I toyed with ocfs2 for about two days. Then I just went for gfs2 and since
then our dual-primary system is providing the storage for the virtual systems
just fine. That is we mostly use files as disks for the VMs. If you are okay
with clustered lvm, you can also do that. But as far as I see it, that is
harder to extend unless you export the underlying drbd-resource via iscsi/AoE
to the third and folowing nodes.
With gfs2 (or ocfs2) the third node can just mount the same dir via nfs.

Post by Nick Morrison
Am I mad? Should it work? Will performance suck compared with running
DRBD directly on the physical machines?

It is one additional layer of complexity and weak points: For your cluster to
work, you not only need the host to work but also some special virtual
machines. And of course you add one layer of buffering and cpu-load.

Have fun,

Arnold

Nick Morrison

14 years ago

Permalink

...

If you don't mind my asking: Which distro are you using for your GFS2 cluster?

Nick

Arnold Krille

14 years ago

Permalink

...

Debian squeeze with the cluster-stuff from backports. And the kernel from
backports because of the e1000e network cards, which makes drbd complain
because kernel-space is one micro-version smaller then userspace. I plan to
downgrade the kernel once I create or find dkms-packages for the e1000e...

I have to admitt that I haven't yet decided whether the third and following
nodes will receive the virt-pool via iscsi+gfs or nfs, iscsi+gfs has the
advantage that I could do multipath-iscsi.

That being said, I cant wait for drbd to support more then two active mirrors!

Have fun,

Arnold

Nick Morrison

14 years ago

Permalink

Post by Arnold Krille

Post by Nick Morrison
I have two physical servers, reasonably specced. I have a 250GB LVM volume
spare on each physical server (/dev/foo/storage). I would like to build a
KVM/QEMU virtual machine on each physical server, connect /dev/foo/storage
to the virtual machines, and run DRBD inside the two VM guests.

Why would you want to do that?

I have two servers; I would like to provide shared storage, and run virtual machines. I don't want to care which server the VM runs on.

I would prefer to use primary/secondary+nfs rather than dual-primary+gfs2/ocfs2, because of the hassle of split-brain. I mount nfs-floating-ip:/data/share into /var/lib/libvirt/images/nfs, and it doesn't matter whether the NFS server / floating IP is local or on the other machine.

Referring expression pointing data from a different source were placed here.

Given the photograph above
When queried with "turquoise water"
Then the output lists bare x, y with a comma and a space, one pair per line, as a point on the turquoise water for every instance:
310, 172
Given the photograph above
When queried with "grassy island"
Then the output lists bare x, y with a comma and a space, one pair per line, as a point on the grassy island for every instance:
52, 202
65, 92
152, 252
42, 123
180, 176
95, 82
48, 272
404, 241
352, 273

Except it does, because it's NFS.

This setup seems to work cleanly if I mount the NFS shares from a third machine. Pacemaker can fail the NFSD/IP/DRBD from machine to machine while files are open on the client, and it all just works. Lovely. And no risk of split brain.

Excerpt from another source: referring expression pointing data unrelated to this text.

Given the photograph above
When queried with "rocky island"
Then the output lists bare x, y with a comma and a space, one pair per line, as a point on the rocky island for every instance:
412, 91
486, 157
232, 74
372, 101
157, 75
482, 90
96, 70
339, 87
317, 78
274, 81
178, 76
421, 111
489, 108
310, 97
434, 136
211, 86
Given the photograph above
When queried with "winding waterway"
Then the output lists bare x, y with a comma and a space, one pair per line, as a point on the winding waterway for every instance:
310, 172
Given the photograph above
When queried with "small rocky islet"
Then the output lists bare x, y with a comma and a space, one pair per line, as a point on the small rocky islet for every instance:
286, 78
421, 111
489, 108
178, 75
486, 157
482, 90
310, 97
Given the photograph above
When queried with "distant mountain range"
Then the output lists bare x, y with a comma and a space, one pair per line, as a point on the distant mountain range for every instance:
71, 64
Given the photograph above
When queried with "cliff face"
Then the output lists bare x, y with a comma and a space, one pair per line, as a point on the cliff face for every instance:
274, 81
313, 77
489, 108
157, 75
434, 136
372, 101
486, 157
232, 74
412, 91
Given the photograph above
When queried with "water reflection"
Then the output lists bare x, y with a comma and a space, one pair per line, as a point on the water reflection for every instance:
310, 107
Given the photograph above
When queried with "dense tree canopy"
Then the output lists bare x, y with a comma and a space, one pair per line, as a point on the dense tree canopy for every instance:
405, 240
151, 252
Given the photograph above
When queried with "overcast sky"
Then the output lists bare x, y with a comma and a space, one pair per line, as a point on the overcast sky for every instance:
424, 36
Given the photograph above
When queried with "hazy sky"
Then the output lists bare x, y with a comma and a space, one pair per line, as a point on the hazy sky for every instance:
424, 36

But I don't have three machines :-( Only two.

If I try to mount an NFS share from the *same server* that's exporting it, I run into trouble when I try to failover - nfs-kernel-server seems to hold onto some file or other (lsof hangs, so I can't find out what). umounting the filesystem sometimes works and sometimes doesn't; regardless, drbd still can't secondary itself, saying someone is holding the device open.

My idea was therefore to run the NFS server from inside a virtual machine, static to a single physical server. Ugly, perhaps :-) I thought it was weirdly elegant.

I believe there is a product called the gluster virtual appliance, which (I think) uses a similar technique (though using gluster, obviously, and not DRBD.)

I've had hassle after hassle trying to make pacemaker drive OCFS2 and O2CB using stock Ubuntu server installations - missing the ocf:ocfs2:o2cb resource agent, for example, and having no supported way of installing it.

I'm sure I'm missing something terribly obvious in all this. I've been working on it for quite some man-hours now, and I'm probably not seeing the wood for the trees..

Any advice or words of encouragement warmly accepted! :-)

Cheers and beers,
Nick